[PATCH v2 2/2] USB: doc: Binding document for ehci-platform driver
Rob Herring
robherring2 at gmail.com
Wed Oct 24 07:06:46 EST 2012
On 10/23/2012 02:33 PM, Alan Stern wrote:
> On Tue, 23 Oct 2012, Stephen Warren wrote:
>
>>> Nothing intrinsically distinguishes this class of hardware. The only
>>> thing these devices have in common is that they can be managed by
>>> Linux's ehci-platform driver.
>>
>> I don't agree. They're all EHCI USB controllers (or all EHCI USB
>> controllers that don't require custom drivers due to quirks), which is a
>> much more general statement than anything related to which driver Linux
>> uses for them.
>
> That's true, but it doesn't distinguish these devices. There are other
> EHCI controllers with no quirks that nevertheless can't be handled by
> ehci-platform because they have requirements (_not_ quirks) that
> ehci-platform is unable to deal with currently -- clocks or power
> supplies or special register settings or PHYs or etc.

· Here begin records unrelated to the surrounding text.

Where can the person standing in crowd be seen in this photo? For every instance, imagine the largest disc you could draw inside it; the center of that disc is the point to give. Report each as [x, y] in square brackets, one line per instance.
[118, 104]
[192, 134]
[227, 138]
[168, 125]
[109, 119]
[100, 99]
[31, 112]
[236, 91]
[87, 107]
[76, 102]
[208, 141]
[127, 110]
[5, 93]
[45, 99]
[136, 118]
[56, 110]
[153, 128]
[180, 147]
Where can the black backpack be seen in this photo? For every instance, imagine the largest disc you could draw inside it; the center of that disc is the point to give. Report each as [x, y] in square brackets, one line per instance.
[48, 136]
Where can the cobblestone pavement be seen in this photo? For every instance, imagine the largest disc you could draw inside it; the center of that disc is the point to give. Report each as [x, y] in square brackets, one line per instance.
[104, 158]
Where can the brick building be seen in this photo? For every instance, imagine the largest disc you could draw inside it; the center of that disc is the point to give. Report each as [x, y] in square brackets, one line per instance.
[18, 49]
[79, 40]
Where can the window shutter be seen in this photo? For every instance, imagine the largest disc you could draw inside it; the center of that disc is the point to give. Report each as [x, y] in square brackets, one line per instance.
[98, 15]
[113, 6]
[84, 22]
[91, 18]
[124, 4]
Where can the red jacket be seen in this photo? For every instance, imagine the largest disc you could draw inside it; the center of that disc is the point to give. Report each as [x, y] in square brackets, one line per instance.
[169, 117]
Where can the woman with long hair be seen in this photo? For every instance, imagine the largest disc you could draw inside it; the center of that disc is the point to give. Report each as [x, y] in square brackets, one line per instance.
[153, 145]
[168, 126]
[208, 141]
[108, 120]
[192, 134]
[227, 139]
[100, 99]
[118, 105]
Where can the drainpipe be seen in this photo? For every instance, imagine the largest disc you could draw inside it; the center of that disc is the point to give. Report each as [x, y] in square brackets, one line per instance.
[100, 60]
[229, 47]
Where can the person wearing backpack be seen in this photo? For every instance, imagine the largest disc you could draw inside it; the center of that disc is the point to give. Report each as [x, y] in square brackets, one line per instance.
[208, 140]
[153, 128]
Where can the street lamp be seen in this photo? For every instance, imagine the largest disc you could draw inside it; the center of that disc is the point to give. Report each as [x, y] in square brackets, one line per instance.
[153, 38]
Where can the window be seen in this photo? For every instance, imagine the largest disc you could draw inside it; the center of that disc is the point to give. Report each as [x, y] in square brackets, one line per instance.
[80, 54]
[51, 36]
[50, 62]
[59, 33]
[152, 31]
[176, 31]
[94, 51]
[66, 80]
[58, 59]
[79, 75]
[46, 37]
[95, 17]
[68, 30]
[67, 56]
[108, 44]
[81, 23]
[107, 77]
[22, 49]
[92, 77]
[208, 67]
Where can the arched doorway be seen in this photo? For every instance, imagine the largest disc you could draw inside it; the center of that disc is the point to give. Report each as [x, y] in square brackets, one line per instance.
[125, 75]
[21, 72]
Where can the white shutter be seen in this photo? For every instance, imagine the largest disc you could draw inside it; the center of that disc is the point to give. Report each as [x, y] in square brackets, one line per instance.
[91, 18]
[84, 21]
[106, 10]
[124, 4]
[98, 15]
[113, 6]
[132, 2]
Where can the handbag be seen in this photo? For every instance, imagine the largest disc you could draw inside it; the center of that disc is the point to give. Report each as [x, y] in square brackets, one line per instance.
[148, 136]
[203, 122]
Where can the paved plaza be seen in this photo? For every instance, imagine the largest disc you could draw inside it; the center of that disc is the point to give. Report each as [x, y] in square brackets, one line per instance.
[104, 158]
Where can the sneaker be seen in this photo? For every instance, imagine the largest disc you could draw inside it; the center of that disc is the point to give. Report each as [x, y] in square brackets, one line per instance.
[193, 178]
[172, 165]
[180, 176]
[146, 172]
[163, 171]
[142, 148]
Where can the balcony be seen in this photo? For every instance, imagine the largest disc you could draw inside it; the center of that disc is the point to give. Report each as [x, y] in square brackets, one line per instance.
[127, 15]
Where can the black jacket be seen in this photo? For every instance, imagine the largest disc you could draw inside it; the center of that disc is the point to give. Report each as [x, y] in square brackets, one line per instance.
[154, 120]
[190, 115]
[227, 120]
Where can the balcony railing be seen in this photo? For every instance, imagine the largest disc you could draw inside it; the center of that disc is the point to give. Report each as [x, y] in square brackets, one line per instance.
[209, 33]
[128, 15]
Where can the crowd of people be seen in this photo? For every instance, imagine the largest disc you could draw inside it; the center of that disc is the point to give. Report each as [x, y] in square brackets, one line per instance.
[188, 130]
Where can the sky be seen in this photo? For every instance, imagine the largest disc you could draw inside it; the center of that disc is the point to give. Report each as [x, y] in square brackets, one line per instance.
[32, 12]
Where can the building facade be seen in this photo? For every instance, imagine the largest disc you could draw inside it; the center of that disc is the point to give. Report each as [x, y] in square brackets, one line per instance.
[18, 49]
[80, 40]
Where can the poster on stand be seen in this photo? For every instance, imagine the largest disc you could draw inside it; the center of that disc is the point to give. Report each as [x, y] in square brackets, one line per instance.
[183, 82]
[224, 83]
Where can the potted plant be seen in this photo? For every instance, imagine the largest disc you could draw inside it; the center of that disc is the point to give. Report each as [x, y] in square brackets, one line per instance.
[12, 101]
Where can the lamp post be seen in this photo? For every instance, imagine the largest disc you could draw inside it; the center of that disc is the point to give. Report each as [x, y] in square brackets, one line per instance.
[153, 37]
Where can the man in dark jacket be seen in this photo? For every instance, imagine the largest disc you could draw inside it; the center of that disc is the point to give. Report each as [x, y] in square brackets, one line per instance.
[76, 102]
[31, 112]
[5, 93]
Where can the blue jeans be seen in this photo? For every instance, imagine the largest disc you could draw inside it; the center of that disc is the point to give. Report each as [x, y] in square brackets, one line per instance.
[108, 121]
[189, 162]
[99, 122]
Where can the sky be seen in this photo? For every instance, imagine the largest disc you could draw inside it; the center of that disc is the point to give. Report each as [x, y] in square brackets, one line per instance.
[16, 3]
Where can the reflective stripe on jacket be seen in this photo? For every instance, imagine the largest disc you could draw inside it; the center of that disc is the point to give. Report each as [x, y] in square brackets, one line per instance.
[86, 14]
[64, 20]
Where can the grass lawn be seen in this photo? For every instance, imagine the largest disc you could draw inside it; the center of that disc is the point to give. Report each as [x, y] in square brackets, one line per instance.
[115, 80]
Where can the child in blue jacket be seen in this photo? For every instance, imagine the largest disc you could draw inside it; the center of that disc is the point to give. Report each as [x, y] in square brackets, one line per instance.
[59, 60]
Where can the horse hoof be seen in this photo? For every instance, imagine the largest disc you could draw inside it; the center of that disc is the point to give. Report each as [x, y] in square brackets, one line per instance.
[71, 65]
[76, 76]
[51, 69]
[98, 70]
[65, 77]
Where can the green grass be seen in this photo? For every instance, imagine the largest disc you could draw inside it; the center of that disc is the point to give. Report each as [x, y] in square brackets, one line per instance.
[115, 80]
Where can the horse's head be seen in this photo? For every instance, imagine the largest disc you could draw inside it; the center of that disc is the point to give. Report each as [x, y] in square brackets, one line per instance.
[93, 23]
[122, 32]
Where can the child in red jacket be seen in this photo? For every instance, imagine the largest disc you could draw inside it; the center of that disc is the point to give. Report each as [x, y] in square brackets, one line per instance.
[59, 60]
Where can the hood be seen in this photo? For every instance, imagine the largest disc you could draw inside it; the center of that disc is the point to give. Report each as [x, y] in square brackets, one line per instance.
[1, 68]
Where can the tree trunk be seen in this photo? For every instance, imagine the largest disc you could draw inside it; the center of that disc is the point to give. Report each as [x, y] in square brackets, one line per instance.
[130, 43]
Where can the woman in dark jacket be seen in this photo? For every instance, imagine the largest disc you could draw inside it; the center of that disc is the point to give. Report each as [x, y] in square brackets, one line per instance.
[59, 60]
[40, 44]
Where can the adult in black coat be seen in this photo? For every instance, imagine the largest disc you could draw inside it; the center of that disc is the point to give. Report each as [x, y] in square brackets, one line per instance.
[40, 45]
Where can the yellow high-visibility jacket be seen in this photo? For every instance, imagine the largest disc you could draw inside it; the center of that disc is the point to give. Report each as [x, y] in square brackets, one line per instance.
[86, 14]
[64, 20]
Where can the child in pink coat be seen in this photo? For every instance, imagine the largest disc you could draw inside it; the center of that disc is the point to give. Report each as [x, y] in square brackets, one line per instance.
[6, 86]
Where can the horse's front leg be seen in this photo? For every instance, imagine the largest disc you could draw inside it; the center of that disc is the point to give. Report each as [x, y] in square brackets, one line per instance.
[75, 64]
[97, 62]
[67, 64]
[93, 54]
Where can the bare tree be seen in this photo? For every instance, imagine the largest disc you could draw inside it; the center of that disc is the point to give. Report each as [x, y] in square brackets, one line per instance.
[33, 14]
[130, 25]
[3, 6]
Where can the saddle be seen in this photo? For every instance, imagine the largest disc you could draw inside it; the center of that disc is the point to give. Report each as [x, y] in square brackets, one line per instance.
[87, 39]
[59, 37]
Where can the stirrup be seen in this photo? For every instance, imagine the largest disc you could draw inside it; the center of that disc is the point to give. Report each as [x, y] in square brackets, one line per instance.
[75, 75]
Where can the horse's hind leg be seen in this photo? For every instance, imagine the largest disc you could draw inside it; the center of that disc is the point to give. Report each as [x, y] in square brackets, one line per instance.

But what if the h/w has quirks you haven't yet discovered? You need the
compatible property to be specific now, so if there are any future
driver changes needed the DT does not have to change (as it may be in
firmware which you can't change).
>>> In essense, we're trying to say that the HW is compatible with a
>>> particular driver rather than with some other type of HW.
>>
>> Using a compatible value in order to pick a specific driver in Linux is
>> explicitly against the device tree design principles; DT is supposed to
>> represent just the hardware.
>>
>>> Maybe DT
>>> wasn't intended to provide this kind of information, but it seems like
>>> a logical thing to do. Unless DT already offers some other way to
>>> accomplish the same thing?
>>
>> The typical way is for the Linux driver to declare that is supports a
>> variety of different HW models.
>>
>> Admittedly this is annoying when there are many HW models that otherwise
>> wouldn't need any driver changes, hence the desire to (additionally)
>> include some generic value in the compatible field, but again, what that
>> generic value is should be driven by the HW itself, not the SW that's
>> using it.
>
> Okay, fine. But then what should the binding documentation specify for
> the compatible value? A list of all the HW models that the driver
> currently supports?
The binding docs should be independent of the driver. There may be
fields the driver ignores. So you need to document all defined
compatible strings. It is fine if the driver only has "usb-ehci", but it
is not fine for the DT to only have that.